The 2023 Masters champion joined LIV in December of that year after two major wins and $46 million in PGA Tour career earnings. He said there is "never an argument in my mind" about the decision, speaking three days before the PGA Championship at Quail Hollow. LIV has paid 54 contracted players a combined $2.1 billion in signing fees and salaries since June 2022, per disclosures in ongoing antitrust discovery. The league has not published audited financials. Commissioner Greg Norman told *Golf Digest* in March that LIV would be "cash-flow neutral" by 2026, a timeline sponsors and potential equity investors describe as optimistic.
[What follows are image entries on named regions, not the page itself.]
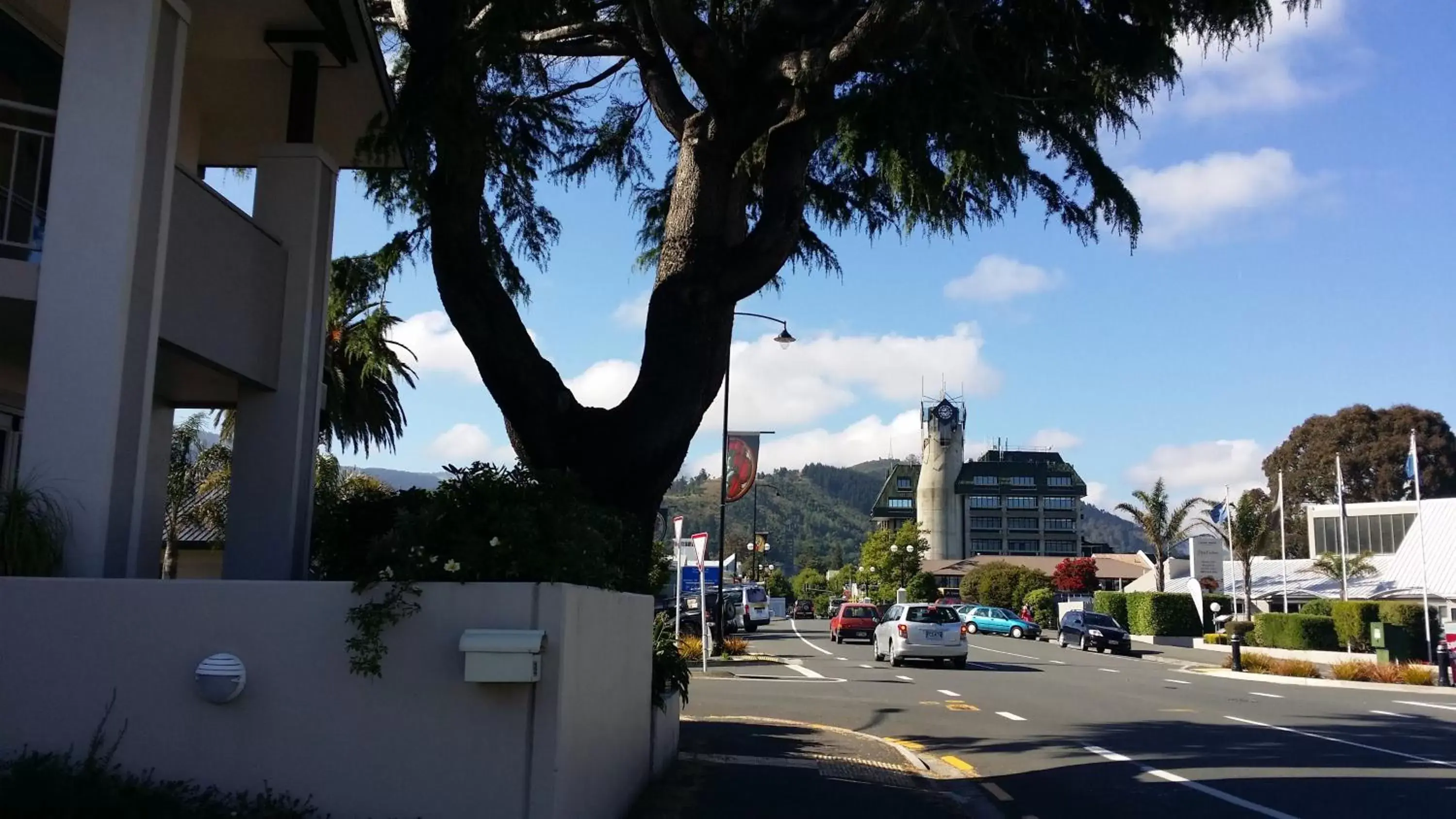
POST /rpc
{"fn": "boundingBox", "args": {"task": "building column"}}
[20,0,188,577]
[223,143,338,580]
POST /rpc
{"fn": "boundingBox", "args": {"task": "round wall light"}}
[195,653,248,705]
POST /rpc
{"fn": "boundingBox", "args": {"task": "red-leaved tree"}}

Rahm's team is the signal. Legion XIII finished ninth in the 2024 team standings and missed the season-ending playoffs in Dallas. Three people familiar with the team's structure say Rahm personally owns 75 percent of Legion XIII and has approached at least two Spanish private-equity groups about selling minority stakes at a $150 million valuation. Neither deal closed. One term sheet, reviewed by a potential investor, included a clause tying future distributions to "completion of a framework agreement between LIV Golf and the PGA Tour by December 31, 2025." That framework has been under negotiation since June 2023, when PGA Tour Commissioner Jay Monahan announced a surprise alliance with PIF Governor Yasir al-Rumayyan. No definitive agreement has been signed.
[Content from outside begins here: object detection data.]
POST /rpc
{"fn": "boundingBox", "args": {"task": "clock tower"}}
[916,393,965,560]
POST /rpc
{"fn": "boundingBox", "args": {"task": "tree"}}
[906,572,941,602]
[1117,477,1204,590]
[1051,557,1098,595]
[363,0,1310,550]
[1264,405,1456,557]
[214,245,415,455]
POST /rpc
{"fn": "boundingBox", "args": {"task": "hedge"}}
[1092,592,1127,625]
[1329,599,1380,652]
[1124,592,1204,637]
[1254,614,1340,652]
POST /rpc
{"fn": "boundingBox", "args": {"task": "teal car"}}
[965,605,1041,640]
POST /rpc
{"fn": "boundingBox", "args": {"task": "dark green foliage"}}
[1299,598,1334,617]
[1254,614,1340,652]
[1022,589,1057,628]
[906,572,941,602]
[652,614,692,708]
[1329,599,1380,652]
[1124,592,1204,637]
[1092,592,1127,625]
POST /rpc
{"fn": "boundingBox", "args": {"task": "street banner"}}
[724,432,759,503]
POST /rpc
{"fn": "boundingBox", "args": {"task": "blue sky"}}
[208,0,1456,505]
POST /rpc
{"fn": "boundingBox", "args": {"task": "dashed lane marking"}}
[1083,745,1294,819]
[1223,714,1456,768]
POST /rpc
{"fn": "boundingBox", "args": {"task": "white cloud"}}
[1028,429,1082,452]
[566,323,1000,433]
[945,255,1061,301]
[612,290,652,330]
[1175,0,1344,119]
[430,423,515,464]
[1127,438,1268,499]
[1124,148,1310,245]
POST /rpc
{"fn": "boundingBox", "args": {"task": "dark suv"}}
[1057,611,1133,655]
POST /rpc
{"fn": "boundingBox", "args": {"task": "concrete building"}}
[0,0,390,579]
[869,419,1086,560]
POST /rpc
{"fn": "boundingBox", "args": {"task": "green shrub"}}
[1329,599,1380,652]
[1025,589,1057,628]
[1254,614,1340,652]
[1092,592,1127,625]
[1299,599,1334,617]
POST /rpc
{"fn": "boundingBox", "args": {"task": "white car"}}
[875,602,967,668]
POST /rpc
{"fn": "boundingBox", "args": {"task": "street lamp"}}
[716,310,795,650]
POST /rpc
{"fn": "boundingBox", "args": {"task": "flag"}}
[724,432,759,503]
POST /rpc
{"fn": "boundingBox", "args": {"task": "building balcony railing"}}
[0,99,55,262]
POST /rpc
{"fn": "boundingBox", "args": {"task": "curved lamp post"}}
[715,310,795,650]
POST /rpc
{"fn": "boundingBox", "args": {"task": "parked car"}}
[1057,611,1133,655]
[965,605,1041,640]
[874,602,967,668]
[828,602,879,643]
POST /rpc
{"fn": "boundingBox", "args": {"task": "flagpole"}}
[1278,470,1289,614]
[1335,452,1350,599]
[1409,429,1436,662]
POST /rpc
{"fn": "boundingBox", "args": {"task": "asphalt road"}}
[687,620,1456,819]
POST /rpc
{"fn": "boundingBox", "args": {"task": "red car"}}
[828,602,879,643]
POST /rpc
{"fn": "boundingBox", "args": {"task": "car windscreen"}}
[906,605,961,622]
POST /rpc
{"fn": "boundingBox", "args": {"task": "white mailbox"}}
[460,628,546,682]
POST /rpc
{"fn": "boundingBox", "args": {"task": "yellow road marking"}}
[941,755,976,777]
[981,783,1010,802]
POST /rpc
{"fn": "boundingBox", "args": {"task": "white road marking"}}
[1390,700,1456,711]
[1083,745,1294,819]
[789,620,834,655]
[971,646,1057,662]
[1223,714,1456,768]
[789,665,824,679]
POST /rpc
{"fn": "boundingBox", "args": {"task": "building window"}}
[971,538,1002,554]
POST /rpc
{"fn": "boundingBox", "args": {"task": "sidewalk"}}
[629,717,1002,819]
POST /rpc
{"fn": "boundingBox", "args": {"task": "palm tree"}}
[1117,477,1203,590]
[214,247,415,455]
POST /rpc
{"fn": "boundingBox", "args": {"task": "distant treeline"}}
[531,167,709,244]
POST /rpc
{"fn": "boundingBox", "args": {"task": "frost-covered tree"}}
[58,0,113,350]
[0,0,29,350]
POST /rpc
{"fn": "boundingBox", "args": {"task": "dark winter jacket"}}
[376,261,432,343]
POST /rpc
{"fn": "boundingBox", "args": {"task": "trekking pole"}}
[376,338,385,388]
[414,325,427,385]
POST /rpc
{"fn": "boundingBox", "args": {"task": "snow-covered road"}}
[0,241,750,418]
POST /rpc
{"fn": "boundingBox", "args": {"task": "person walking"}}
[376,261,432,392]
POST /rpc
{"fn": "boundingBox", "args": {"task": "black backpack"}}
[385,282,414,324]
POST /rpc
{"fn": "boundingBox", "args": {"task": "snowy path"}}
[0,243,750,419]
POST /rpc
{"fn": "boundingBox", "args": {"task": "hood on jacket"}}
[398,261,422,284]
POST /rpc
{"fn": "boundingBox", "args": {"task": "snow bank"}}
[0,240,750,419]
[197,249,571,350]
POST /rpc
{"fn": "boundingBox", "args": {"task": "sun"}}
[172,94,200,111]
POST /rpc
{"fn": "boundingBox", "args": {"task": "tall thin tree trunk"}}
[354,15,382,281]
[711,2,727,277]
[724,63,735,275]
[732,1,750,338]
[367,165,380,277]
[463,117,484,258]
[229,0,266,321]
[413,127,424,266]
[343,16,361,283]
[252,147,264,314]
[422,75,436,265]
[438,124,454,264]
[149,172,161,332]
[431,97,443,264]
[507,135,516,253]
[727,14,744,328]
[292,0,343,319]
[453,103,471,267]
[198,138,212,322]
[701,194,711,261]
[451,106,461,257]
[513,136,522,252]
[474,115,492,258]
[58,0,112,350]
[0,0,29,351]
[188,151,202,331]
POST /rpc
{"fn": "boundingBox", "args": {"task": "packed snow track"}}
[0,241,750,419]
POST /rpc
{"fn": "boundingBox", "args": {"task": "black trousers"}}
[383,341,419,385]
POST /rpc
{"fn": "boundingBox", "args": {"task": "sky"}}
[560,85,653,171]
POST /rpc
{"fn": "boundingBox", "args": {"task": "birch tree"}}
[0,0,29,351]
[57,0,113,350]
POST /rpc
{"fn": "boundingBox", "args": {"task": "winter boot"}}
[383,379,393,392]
The PGA Tour's own capital structure adds pressure. The tour in June 2023 announced $3 billion in committed equity from Strategic Sports Group, a consortium led by Fenway Sports Group principal John Henry and Arthur Blank. SSG's investment converts to equity only after the tour finalizes governance rules and media-rights allocations with PIF. A former PGA Tour board member told *Sports Illustrated* this week he "wouldn't have gotten involved" with the Saudi talks, calling the due-diligence process "incomplete." That board member resigned in January 2024. Two current player directors privately say the SSG capital cannot deploy until LIV's legal status is resolved—either through settlement or a court ruling in the antitrust case filed by 11 LIV players in California federal court.
Rahm's public defense matters because he is LIV's highest-ranked active player at No. 10 in the Official World Golf Ranking and the circuit's most prominent post-merger signing. His comments signal to other PGA Tour stars—Scottie Scheffler, Rory McIlroy, Viktor Hovland—that the Saudi offer remains live even as integration talks stall. Scheffler's agent, Blake Smith, fielded a $400 million LIV approach in February, according to a person who reviewed the proposal. Scheffler declined. McIlroy has said he would "reconsider" if the PGA Tour and PIF formalize a partnership. That reconsideration window is the market.
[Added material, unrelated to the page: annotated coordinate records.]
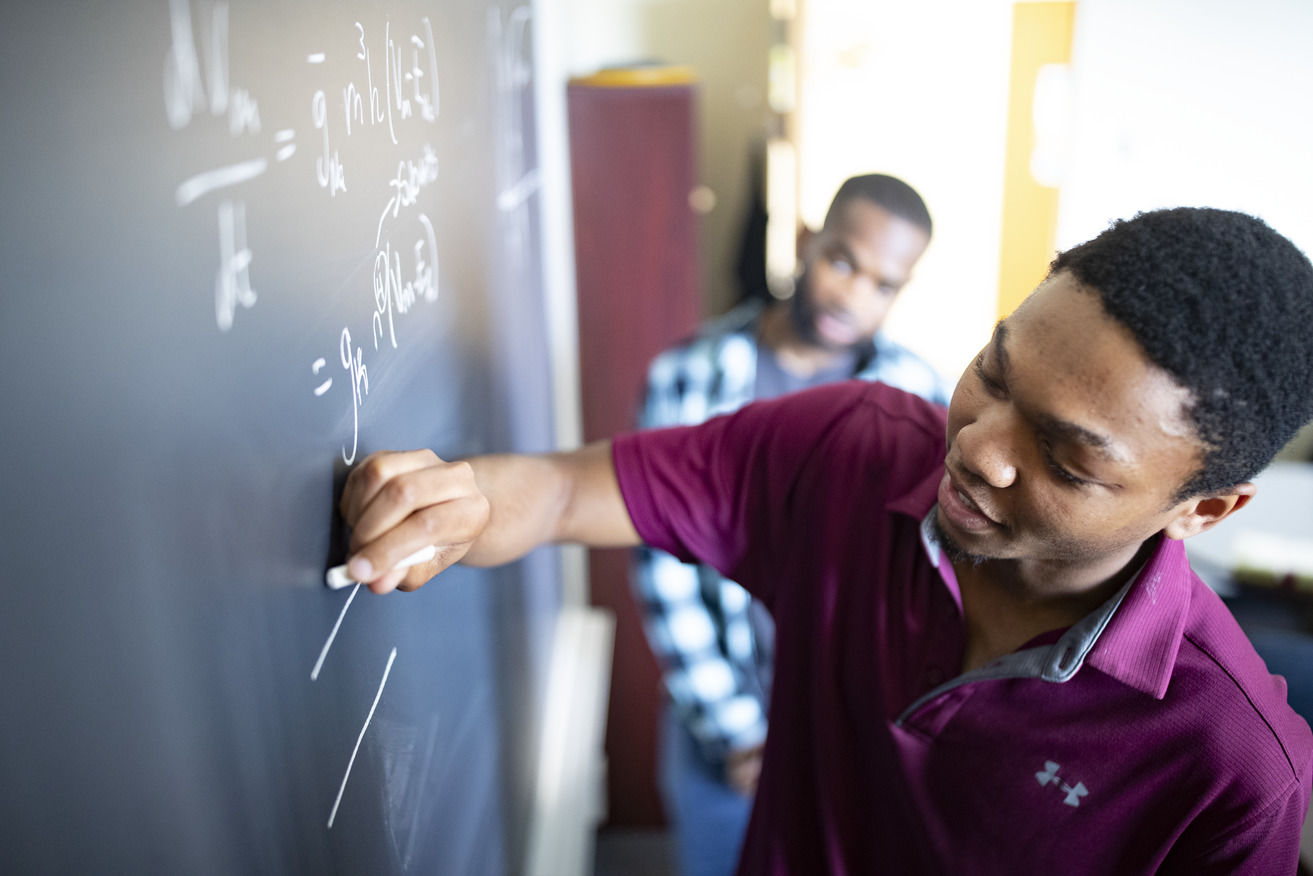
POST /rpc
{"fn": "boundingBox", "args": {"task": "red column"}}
[569,68,702,826]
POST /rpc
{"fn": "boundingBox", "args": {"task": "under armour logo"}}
[1035,760,1090,806]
Watch the June board meetings. The PGA Tour Policy Board meets June 16 in Connecticut, the same week the U.S. Open begins at Oakmont. Two player directors told colleagues they expect al-Rumayyan to attend in person for the first time since the framework announcement. If he does not, SSG has the right to pause its equity commitment under a clause disclosed in the tour's January proxy filing. LIV's 2025 schedule has 14 confirmed events, down from 14 last year but with no new title sponsors added since Aramco in 2023. One team CEO said he was told by LIV executives to "plan for a different structure" by the fall, language the CEO interpreted as merger preparation.
Rahm tees off Thursday at 1:42 PM ET. Legion XIII's next funding window closes in three weeks.